# Разное > Коллекционирование >  Вопрос по значку

## Д.Срибный

Подарили вот такой значок.
Кто знает, в каком полку он был выпущен?
Ясно, что это к 40-летнему юбилею и, скорее всего, в/ч 49456. Самолет изображает, скорее всего, Ту-160.

----------


## Nazar

Судя по тому,что данная часть находится в Москве
123007, Москва, Хорошевское ш., д. 38А, в/ч 49456
по всей видимости какое-нибудь НИИ или что-то в этом духе,если это принципиально важно,могу узнать более подробно,но только после 10 числа
А вообще,вот что выдал Гугль

 Войсковая часть 49456 Москва, Хорошевское шоссе, 38А (Красная Звезда)
имеет статус испытательных лабораторий Системы сертификации средств защиты информации
по требованиям безопасности информации Гостехкомиссии России

----------


## Д.Срибный

Понятно, спасибо. В общем, как-то все совсем не романтично получилось :-)

----------


## Д.Срибный

А вот этот знак? Российская самодеятельность или знак каких-нибудь братских ВВС?

----------


## Котков Андрей

По первому значку - хоть какое-то отношение к стратегической авиации прослеживается - орел с пушкой и пропеллером - ее знак, второй не знаю больше похож на чье-то самостоятельной творчество.

----------


## Nazar

все-таки гораздо проще,когда на памятном знаке прослеживается конкретика

----------


## Бомбер

> Самолет изображает, скорее всего, Ту-160.

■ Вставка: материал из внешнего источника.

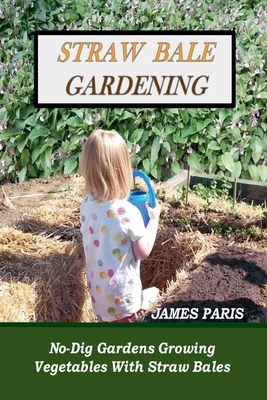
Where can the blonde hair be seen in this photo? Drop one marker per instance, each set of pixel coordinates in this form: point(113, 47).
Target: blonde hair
point(105, 166)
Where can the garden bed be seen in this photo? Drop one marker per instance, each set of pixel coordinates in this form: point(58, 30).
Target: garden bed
point(204, 257)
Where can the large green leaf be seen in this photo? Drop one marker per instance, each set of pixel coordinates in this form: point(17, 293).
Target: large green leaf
point(70, 164)
point(25, 157)
point(194, 160)
point(262, 169)
point(254, 173)
point(40, 131)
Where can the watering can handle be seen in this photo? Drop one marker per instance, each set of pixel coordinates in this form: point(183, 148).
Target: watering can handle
point(152, 195)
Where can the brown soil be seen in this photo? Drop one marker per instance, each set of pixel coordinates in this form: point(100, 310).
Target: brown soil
point(32, 194)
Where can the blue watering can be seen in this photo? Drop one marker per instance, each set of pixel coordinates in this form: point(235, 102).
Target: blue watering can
point(139, 197)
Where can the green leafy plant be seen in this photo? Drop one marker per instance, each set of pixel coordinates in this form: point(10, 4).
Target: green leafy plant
point(43, 142)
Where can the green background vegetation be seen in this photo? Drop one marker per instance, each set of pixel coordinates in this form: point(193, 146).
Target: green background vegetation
point(42, 142)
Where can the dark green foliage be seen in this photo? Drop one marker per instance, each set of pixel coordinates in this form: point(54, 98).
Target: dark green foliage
point(42, 142)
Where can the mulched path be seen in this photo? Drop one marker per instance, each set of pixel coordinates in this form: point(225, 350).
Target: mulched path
point(230, 278)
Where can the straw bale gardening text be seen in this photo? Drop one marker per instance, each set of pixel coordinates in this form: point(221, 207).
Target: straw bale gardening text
point(160, 364)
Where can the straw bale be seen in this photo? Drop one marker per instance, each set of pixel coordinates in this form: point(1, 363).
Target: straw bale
point(172, 251)
point(17, 302)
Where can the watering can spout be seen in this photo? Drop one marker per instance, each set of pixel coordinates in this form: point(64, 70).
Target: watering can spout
point(139, 198)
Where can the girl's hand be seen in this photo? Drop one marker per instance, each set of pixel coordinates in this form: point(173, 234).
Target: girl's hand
point(154, 213)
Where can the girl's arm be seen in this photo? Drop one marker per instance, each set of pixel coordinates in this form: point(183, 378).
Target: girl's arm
point(142, 247)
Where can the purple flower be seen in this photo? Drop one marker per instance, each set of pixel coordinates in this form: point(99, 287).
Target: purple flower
point(241, 150)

Да рази-ж это Ту-160?? :twisted: 
Вот вам другой значок, и самолеты вполне узнаваемые и принадлежность знака к событию понятна  :P

----------


## Бомбер

> отношение к стратегической авиации прослеживается - орел с пушкой и пропеллером - ее знак


Кстати, вот и сама эмблема ДА  :P 
В частях же к стандартам всегда подходят творчески - на эмблеме 326-ой ТБАД орел в лапах держит меч и пропеллер  :roll:

----------


## Д.Срибный

Ну, художники разные бывают :-)
А что касается узнаваемости и принадлежности к событию - так потому и спрашиваю на форуме, чтобы знать по какому случаю выпущен знак.

----------


## Д.Срибный

Кстати, не пора ли открывать новый раздел на сайте? Андрей меня давно к этому подталкивает :-)

----------


## Котков Андрей

"Значки и знаки"?

----------


## Д.Срибный

> "Значки и знаки"?


Угу, именно.

----------


## An-Z

> А вот этот знак? Российская самодеятельность или знак каких-нибудь братских ВВС?

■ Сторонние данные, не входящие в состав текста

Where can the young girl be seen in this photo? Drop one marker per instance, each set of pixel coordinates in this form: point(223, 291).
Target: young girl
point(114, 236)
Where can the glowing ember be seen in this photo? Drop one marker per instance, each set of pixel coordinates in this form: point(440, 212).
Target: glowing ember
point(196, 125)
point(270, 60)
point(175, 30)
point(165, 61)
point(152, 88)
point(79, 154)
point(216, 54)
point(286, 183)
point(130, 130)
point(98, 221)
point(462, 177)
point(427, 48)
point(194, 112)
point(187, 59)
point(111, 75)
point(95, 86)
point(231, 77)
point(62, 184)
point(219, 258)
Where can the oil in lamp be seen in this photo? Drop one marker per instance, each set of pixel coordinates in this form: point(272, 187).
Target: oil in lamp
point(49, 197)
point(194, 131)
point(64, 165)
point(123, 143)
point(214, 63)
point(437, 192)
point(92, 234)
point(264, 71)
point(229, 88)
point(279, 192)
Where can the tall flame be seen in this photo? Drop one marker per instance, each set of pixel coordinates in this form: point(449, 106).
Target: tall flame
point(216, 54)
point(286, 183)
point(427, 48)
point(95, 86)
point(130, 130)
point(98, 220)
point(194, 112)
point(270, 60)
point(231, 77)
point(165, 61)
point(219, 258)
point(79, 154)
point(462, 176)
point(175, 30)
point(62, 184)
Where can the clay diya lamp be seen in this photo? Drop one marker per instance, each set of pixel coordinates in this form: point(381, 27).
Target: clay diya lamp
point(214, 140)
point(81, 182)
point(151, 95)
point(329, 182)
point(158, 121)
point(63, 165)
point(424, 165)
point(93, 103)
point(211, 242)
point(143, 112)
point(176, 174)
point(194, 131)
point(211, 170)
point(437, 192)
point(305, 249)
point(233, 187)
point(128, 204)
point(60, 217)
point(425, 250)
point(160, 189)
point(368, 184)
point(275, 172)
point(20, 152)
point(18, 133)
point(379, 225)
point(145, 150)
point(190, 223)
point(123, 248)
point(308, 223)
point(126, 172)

По моей инфе, этот значёк всётаки делался по заказу ВВС РФ, видел его на лацканах кителей и, чаще, цивильных костюмов.. типа корпоративный знак.. подобнве делались практически всеми силовыми ведомствами, кстати на МАКСе практически все и продавались..
Страничку по Знакам и значкам давно надобно  открыть.. у меня есть чем людей порадовать, уверен и у вас всех есть что показать..

----------


## 9-13

Вот что удалось приобрести в Киеве на Майдане  8)

----------


## Д.Срибный

Сделал в галерее раздел и альбомы для значков. Есть предложение - складывать фотографии и описания в эти альбомы, а там посмотрим, что из этого получится. :-)
Просьба, делать фотографии или сканы в хорошем качестве. Ну и, по возможности давать максимально подробное описание.

----------


## Д.Срибный

> По первому значку - хоть какое-то отношение к стратегической авиации прослеживается - орел с пушкой и пропеллером - ее знак.


Кстати, орел с пушкой и пропеллером, это знак ВВС вообще. 

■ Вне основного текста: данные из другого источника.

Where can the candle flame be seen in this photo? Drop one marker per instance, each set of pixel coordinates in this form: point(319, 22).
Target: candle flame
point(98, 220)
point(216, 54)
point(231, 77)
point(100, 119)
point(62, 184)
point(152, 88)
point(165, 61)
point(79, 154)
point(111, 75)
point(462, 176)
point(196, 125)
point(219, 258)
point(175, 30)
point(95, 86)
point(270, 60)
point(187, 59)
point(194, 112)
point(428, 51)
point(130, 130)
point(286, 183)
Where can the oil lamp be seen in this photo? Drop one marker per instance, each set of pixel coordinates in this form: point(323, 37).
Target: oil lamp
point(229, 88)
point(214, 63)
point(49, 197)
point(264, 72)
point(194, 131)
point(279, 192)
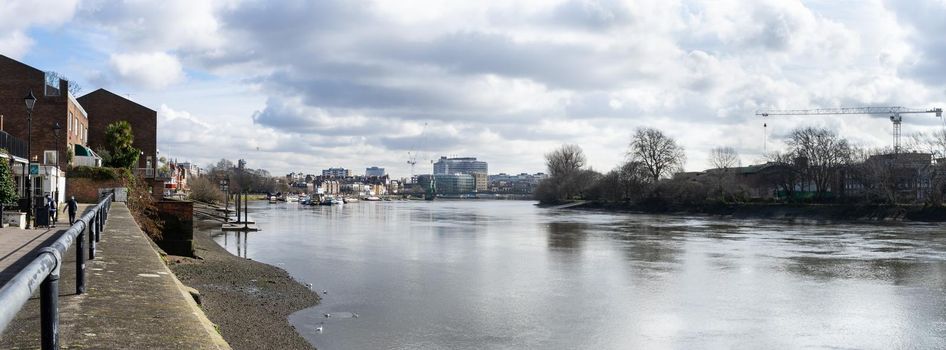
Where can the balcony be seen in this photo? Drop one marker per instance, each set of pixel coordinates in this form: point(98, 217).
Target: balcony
point(147, 173)
point(13, 145)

Вот, к примеру, картинка на сайте МО: http://www.mil.ru/articles/article3712.shtml

----------


## А.Мельников

Значок части, где я служил. Первый вариант был выпущен к 25-летию полка в 1983 году. Он был с подвеской. На планке были цифры 1958-1983. В 1985 году сделали новую партию значков, но уже без подвески (на фото).

----------


## А.Мельников

А вообще, начинать уж с этого надо ;D

----------


## Д.Срибный

> А вообще, начинать уж с этого надо ;D


Саша, а что не в галерею? :-)

----------


## А.Мельников

> Саша, а что не в галерею? :-)


Кинул в галерею.

----------


## Militarist

Странно.... Вчера закинул в галерею три значка, а их там нет...???!!! Куда они делись, Дима?

----------


## Д.Срибный

Как же нету, вот они:
http://forum.airforce.ru/gallery/thu...s.php?album=33

----------


## Militarist

А где мои три значка? Вчера закинул в галерею, а их там нет.....

----------


## Militarist

Да нет там нифига...!!!!!! Чё опять загружать?

----------


## Militarist

Кстати, есть предложение открыть на форуме ветки для общеня выпускников военных училищ. Чтоб переманить народ с avia.ru/forum
Есть такая возможность?

----------


## Д.Срибный

Все понял, там было включено подтверждение загрузки файлов, т.е. файлы появляются в галерее только после того, как админ их утвердит :-)
Теперь все в порядке :-)

Ветку для выпускников сделать - проблем нет. Уже сделал.

----------


## Militarist

Help!!!! Отправленные сообщения и фотографии исчезают в неизвестном направлении.!!! Шесть фоток и три поста за последних два дня растворились в мировом пространстве инета! Что бы это значило?????

----------


## А.Мельников

*Militarist* выложил в галерею герб Североморска, а мне родней Лиинахамари. :) Этот значок изготовлен в 1978 году по заказу на Ленинградском монетном дворе. Стоил 2 рубля - весьма прилично по тем временам.

----------